Лош слушал, причем с интересом.
— И что особенно важно, вы не знаете, что я могу знать. Вы не можете угрожать мне пытками — вам неизвестно, что выпытывать, хотя мне есть что сказать. Я могла бы дать жизнь всем, включая вас. Но только если намеки, что моя жизнь ноль, прекратятся.
— Интересно, — заметил Лош, — продолжайте.
— И мое предложение очень простое, — сказала я на последнем дыхании. — Мне мало моей жизни.
ЛИРЭН
Ярость горела во мне, не угасая. Ярость грела, даже когда залитый кровью камзол пришлось бросить, как и рубашку, не менее окровавленную и драную.
Радовало, пожалуй, одно: почти вся кровь была чужой.
Ночь спустилась на город как глухой котел с холодной водой, опрокинутый вверх дном. Ночь принесла прохладу, но не смогла остудить мою ярость.
Твари. Они посмели… посмели забрать то, что уже стало моим.
Ухо! С-с-сука, надо было удавить эту гадину давным-давно, при первой возможности, и наплевать на последствия.
Перед тем как Филь-Филь захлебнулась кровью, она успела признаться, кому и за сколько продала своего маршала вместе с его подругой.
Пусть кто-то скажет, что убивать женщин жестоко, но я никогда не щадил предателей. И уж подавно не подарил бы милосердия твари, которая сделала все, чтобы у меня украли женщину и жизнь. То, что моя жизнь при мне, а вот ее дрянная жизнёнка оборвалась, — исключительно моя заслуга.
Меня предавали и продавали не меньше десяти раз в жизни. Начала мачеха, когда мне не было и семи лет, — решила, что я подслушал ее разговор с отцом, насчет планов на мою ближайшую судьбу, и всю дорогу рассказывала, будто мы идем на ярмарку, где она купит мне леденцовый тюльпанчик на палочке. Отвела на городскую окраину и продала в дрянной трактир, выполнять самые грязные работы. Тогда я умел только плакать, потом научился убегать, потом — мстить за предательства. И навсегда забывать обиду.

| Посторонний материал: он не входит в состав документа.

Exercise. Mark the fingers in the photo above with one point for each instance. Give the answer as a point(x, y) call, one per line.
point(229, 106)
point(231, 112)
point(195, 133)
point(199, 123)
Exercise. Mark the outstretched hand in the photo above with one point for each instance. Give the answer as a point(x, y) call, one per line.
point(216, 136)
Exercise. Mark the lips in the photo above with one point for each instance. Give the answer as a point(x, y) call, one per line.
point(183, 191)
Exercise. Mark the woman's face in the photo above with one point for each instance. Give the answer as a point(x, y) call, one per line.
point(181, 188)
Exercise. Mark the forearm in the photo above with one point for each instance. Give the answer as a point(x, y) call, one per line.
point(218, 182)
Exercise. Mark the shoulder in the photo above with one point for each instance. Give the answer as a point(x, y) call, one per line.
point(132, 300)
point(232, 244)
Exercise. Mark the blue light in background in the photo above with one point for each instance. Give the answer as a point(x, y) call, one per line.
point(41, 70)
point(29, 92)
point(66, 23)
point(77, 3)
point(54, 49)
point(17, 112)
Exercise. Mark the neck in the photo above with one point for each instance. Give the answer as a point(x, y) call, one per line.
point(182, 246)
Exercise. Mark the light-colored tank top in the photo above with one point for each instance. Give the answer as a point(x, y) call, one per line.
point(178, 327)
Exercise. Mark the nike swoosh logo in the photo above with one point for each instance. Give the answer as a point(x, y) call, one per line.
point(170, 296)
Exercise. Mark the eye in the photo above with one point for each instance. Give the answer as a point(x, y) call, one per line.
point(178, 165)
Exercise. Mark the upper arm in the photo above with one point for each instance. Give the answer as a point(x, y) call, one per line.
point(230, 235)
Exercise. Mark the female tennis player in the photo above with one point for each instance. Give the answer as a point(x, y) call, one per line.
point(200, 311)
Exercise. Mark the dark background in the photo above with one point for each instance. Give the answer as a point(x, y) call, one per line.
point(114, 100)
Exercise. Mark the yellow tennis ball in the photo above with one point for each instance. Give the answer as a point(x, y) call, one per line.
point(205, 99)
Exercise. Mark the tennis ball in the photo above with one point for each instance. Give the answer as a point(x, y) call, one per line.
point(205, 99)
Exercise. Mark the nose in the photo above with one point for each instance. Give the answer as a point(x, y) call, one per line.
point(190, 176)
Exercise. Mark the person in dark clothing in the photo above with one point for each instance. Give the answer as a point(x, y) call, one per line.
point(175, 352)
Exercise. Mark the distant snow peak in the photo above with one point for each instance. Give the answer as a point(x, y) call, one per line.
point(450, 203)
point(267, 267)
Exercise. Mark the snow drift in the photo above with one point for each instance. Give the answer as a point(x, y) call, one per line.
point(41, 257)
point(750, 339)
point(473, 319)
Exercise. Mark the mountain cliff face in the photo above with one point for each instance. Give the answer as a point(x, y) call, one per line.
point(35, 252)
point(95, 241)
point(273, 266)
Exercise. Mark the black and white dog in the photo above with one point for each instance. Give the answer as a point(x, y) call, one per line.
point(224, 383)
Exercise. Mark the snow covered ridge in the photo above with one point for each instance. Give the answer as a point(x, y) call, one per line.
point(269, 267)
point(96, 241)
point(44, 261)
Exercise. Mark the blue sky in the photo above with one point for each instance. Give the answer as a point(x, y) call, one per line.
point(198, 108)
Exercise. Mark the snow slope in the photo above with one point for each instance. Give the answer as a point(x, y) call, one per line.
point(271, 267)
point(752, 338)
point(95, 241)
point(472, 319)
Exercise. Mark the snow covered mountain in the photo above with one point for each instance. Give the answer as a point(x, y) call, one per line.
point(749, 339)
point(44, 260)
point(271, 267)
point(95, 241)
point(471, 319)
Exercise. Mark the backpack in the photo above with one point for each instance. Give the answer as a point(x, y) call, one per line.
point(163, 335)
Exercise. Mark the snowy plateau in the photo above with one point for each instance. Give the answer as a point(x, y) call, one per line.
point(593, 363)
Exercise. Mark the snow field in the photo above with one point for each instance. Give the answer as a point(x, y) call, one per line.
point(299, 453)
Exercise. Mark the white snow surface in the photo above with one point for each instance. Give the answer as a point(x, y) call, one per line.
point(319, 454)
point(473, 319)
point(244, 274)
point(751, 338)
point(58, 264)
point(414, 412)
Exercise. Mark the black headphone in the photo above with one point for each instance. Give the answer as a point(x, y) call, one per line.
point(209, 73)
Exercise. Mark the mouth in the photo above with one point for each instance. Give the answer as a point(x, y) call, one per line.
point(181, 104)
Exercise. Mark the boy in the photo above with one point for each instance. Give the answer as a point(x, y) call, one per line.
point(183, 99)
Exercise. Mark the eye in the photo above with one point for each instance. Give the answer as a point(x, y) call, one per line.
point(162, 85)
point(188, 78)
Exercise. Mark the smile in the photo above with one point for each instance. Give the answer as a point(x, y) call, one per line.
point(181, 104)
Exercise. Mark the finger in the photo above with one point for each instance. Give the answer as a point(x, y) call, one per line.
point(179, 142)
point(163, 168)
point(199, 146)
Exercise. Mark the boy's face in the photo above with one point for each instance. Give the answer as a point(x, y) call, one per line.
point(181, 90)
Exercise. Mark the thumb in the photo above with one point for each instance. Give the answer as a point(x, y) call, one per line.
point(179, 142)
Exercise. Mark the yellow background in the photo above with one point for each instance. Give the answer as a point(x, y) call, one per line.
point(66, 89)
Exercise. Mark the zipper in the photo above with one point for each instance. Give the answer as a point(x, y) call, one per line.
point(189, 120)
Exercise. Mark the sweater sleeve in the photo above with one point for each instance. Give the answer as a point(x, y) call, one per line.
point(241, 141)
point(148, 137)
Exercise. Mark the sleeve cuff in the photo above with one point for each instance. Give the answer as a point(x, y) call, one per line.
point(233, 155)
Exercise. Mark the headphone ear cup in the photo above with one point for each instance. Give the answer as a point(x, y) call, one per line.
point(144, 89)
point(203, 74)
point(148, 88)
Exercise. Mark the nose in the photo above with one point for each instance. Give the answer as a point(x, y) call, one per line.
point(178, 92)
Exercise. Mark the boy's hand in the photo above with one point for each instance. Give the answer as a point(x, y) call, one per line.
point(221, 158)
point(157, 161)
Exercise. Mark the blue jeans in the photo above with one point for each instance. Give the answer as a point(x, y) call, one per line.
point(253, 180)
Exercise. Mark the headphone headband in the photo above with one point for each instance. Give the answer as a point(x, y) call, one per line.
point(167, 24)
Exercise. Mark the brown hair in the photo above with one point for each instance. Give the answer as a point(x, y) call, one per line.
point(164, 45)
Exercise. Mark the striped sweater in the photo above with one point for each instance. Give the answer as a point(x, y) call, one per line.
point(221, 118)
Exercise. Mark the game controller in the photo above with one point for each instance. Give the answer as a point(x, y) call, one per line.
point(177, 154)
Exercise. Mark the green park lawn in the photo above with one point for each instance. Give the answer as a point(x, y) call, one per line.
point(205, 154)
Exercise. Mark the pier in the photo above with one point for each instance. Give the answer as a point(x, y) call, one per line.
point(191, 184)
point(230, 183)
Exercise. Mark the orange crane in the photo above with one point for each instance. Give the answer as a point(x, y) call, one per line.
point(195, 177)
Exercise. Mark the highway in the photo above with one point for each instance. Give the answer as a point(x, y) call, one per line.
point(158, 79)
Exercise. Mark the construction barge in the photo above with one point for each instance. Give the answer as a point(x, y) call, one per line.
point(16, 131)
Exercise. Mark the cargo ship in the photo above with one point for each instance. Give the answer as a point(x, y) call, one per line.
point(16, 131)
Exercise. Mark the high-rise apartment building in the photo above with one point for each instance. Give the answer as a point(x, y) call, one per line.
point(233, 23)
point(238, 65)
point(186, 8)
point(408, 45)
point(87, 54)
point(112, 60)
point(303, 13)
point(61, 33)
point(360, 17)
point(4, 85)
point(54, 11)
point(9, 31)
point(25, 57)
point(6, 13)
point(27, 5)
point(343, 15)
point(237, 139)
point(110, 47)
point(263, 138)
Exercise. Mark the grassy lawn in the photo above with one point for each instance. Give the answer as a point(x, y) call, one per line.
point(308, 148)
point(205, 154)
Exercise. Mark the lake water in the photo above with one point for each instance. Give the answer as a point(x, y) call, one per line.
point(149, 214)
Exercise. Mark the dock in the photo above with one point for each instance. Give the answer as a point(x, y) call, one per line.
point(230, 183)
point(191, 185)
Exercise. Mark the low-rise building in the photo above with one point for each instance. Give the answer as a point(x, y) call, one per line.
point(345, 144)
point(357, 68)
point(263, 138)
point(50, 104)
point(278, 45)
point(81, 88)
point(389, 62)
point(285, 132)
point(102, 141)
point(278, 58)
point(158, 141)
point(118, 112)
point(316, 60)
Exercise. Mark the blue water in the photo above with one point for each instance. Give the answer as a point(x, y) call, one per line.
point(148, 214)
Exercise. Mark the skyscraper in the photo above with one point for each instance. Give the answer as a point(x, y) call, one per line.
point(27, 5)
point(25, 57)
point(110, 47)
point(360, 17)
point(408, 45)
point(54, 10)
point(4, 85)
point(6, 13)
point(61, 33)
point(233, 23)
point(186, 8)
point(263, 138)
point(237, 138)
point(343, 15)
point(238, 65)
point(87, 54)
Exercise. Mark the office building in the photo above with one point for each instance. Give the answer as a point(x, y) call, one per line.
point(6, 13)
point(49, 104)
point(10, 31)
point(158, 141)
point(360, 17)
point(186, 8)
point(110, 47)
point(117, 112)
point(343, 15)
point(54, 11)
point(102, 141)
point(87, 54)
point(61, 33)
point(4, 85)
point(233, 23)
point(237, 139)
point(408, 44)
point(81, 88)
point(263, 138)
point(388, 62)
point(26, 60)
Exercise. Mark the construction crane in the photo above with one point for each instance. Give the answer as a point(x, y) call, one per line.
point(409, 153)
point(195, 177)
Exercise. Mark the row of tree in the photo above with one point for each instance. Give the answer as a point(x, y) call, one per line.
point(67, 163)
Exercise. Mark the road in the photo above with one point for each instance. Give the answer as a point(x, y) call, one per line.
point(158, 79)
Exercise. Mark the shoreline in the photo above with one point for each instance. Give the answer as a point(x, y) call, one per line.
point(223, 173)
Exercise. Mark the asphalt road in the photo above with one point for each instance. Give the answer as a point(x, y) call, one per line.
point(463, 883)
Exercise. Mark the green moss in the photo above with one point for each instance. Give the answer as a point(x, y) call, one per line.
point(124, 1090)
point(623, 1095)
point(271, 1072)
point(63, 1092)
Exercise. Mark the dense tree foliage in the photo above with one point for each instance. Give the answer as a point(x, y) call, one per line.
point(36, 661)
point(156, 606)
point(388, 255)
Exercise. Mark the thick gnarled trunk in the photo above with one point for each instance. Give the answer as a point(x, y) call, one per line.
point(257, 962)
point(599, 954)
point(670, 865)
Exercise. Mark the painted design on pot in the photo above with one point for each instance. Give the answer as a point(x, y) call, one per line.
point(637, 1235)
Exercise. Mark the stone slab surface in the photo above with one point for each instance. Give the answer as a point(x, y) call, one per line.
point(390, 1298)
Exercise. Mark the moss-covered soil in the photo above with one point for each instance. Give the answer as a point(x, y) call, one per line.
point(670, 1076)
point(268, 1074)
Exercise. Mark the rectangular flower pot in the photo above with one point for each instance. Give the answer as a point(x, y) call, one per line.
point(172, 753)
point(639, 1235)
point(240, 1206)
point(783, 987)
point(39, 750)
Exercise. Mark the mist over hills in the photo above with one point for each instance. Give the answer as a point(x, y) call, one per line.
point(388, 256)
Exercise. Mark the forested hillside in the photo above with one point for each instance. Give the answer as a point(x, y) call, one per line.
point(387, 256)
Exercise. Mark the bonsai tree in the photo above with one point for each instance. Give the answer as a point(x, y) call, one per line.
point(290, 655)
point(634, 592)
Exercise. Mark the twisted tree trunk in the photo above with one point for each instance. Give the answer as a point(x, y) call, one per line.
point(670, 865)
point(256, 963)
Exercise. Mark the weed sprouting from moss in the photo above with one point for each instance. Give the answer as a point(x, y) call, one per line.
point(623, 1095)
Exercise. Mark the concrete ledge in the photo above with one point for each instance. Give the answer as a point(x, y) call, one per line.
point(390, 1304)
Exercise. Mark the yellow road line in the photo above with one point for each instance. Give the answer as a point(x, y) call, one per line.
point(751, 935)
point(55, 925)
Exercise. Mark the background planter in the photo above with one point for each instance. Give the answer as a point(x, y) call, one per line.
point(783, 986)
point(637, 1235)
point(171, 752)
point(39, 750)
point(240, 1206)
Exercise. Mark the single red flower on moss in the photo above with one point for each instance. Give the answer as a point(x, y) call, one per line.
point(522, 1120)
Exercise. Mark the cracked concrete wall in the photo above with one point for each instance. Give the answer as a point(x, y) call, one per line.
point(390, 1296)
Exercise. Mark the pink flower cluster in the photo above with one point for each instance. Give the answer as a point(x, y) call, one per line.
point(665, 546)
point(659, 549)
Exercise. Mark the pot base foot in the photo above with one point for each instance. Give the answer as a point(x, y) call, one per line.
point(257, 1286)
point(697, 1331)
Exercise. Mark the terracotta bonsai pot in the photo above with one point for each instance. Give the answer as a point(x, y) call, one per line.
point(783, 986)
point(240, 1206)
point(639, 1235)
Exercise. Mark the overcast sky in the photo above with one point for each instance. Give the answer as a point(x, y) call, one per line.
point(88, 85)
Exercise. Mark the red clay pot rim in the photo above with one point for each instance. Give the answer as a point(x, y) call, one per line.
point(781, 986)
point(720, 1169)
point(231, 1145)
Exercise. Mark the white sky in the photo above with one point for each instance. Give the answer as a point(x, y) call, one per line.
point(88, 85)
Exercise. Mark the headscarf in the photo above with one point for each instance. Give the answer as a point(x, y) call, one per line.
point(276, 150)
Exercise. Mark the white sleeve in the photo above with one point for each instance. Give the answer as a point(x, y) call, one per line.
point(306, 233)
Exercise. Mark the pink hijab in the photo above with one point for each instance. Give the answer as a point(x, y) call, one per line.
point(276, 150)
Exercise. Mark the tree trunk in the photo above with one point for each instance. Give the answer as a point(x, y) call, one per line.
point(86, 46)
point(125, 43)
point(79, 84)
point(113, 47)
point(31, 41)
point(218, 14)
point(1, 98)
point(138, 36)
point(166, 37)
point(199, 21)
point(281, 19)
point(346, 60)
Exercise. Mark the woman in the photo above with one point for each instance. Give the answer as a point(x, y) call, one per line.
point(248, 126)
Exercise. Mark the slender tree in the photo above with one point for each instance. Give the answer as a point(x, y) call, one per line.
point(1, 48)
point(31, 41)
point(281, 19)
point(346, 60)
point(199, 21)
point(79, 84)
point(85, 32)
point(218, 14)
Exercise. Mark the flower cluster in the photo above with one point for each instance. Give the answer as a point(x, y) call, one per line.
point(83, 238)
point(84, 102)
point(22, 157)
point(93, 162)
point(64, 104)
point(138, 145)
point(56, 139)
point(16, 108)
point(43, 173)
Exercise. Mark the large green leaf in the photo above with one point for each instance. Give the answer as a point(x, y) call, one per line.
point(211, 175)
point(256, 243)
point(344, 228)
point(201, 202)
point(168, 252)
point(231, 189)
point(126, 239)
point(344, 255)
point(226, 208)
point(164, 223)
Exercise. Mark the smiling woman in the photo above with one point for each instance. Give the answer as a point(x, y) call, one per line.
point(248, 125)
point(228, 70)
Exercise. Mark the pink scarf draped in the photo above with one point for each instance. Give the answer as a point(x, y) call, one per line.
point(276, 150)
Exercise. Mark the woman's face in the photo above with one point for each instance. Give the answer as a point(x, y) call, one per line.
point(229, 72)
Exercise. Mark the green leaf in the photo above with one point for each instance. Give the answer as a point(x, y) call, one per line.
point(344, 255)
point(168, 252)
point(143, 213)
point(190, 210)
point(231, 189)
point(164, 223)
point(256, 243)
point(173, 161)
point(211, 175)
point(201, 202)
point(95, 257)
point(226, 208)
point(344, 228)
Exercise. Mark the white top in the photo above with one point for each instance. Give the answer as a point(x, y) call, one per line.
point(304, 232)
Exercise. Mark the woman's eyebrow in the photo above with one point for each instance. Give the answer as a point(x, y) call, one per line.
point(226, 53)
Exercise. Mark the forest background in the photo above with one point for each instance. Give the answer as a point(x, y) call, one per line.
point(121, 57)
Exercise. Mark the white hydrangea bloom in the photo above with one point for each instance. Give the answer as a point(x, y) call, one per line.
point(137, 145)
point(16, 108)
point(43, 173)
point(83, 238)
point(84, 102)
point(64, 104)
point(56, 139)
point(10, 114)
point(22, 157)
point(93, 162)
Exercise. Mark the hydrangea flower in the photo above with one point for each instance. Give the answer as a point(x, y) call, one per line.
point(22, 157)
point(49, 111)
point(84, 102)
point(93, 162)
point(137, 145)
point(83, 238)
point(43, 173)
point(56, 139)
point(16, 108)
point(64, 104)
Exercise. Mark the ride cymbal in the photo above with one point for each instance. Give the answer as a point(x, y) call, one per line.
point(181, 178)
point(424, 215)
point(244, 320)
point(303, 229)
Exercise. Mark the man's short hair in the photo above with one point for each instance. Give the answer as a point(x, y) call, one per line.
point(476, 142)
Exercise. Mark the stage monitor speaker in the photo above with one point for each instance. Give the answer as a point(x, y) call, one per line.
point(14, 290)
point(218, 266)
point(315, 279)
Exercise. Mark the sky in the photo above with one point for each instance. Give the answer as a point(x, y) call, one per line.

Почему же теперь душа превратилась в пылающий факел? Потому что отомстил не всем?
Нет. Меня не просто предали. Меня обокрали. Похитили самое дорогое, что я встречал в своей жизни.
Плевать, какой магией эта пришелица создает цветы! Плевать на то, откуда она взялась. Я хочу, чтобы она была со мной. Чтобы она была моей.
Да, вот так, после одного-единственного поцелуя. Потому что его было достаточно. Это моя женщина. Я искал ее всю жизнь. И сразу же потерял.
Думай, Лирэн, думай. Догнать похитителей ты не смог, хотя, признаться, здорово повеселился, вскрывая глотки предателям, вставшим на пути. Они сдохли, но дело свое сделали: ублюдки, похитившие Алину, успели скрыться в путанице грязных переулков. Перерезать глотку — секундное дело, а вот спросить человека, кто его послал, на это нужно чуть больше времени.
Поэтому когда я ворвался в кабинет с открытым окном и немедленно выпрыгнул, то просто не знал, куда бежать. Выбрал неправильную развилку, промчался квартал, потом еще полквартала, пока сбитое дыхание и разум не велели мне остановиться. Этой дорогой они точно не проходили.
Возвращаться к злачному месту, где мы так мило проводили вечер, не имело смысла — я не собака, след не возьму. Теперь придется думать и решать.
Сначала надо исследовать свои раны и обзавестись новой шкуркой. Насчет ран оказалось совсем просто — царапины, которые даже можно не перевязывать.